Baked Pancakes with spinach, cream & Gruyere Cheese
A great, warming dish for all seasons and all ages. It is dish from my region, Franche-Comté, and is rich in cream and melting Gruyère cheese. For the meat lovers you can ‘roll-up’ a fine slice of ham in each pancake. As ever the quality of the ingredients is crucial for the success of this dish. Buy the best Gruyère cheese, as it is the main element of flavour. You can have the stuffed pancakes ready to be baked one day in advance and they will be just as good.
|For the pancake mix:|
|2||Eggs (organic or free range)|
|1 pinch||Freshly ground black pepper,|
|1 tbsp||Chopped chives|
|1 tsbp||Chopped flat parsley|
|50g||Unsalted butter, cooked to hazelnut brown stage|
|1 tbsp||Non-scented oil, for cooking the pancakes|
|For the spinach and mushroom filling:|
|300g||Spinach, washed, stalks removed, dried|
|2 pinches||Freshly ground white pepper|
|200g||Button mushrooms, fresh & tight, sliced 3mm thick|
|50g||Best quality Gruyère cheese|
|For the cream and cheese sauce:|
|8||Gratings of nutmeg|
|50g||Best quality Gruyère, finely grated|
|1 pinch||Freshly ground white pepper|
Making the pancake batter
1. Tuck a cloth under a mixing bowl to make it more stable. Add the flour to the bowl, make a well and crack in two eggs in the well. Season with salt and pepper. Whisk the eggs, incorporating the flour little by little. Thin down with a little milk. This will ensure that you have a smooth batter. Gradually pour in the milk whisking continuously. Add the chopped chives and parsley. Separately, heat the butter in a small pan until blonde and foaming. Pour this butter into the pancakes whisking all the time to incorporate it. The butter will give flavour and help prevent the pancakes from sticking. Reserve.

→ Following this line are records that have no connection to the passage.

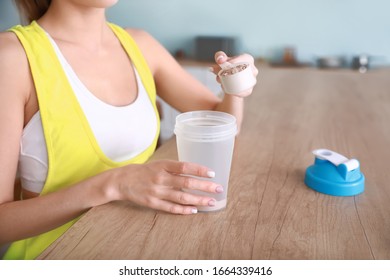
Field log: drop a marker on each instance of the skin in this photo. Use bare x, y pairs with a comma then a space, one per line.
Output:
79, 28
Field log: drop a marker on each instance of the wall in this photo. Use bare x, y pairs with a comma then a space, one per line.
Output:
314, 27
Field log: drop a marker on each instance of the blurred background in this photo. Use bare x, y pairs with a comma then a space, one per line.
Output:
279, 31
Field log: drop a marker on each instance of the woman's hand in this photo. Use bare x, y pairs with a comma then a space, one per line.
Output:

Making the spinach and mushroom filling
2. These need to be cooked in two separate pans. On a high heat melt 20g of butter in a 20cm pan and throw in the spinach. Cook down the spinach at full heat stirring all the time for two minutes. Season with salt and pepper. With the back of the spoon squeeze the water out of the spinach and reserve. On a high heat in a separate pan heat the remaining 20g of butter and cook the mushrooms for two minutes. Season with salt and pepper. Mix the mushrooms with the spinach and stir in 50g of finely grated Gruyère. Reserve.
Cooking the pancakes
3. Preheat the oven to 200˚C. Have ready a spatula and a tray to place the pancakes on once cooked. Heat a frying pan 16 – 18cm diameter, or better a pancake pan on a medium heat. Add a teaspoon of oil. Swirl the oil around. The oil must be hot enough to sear and cook the pancakes: too hot they will burn; and not hot enough they will be beige and like cardboard. Practise makes perfect. Add just enough pancake batter to the hot pan so that when swirled the mix covers the surface. Cook for 15-20 seconds. Slide the spatula underneath and flip the pancake over. Cook for a further 15 – 20 seconds. Repeat until all the batter is used. Try to make them as thin as possible. The right thickness will give you 12-14 pancakes, six portions.
Filling the pancakes
4. Spoon the filling into each pancake and roll tightly. Reserve on a tray. This can be done one day in advance. Arrange all the rolled pancakes into a gratin dish (roughly 20-24cm diameter).
Making the sauce
5. Bring the whipping cream to a rolling boil and add gratings of nutmeg and the seasoning. Beware, as the Gruyère is already quite salty. Pour the cream over the pancakes and grate 60g of Gruyère cheese over the pancakes.
Cooking the dish
6. Bake the pancakes in the 200˚C pre-heated oven for 20 minutes. The cheese will ‘gratinate’, acquiring a golden brown crust. Serve the bubbling dish straight from oven to table.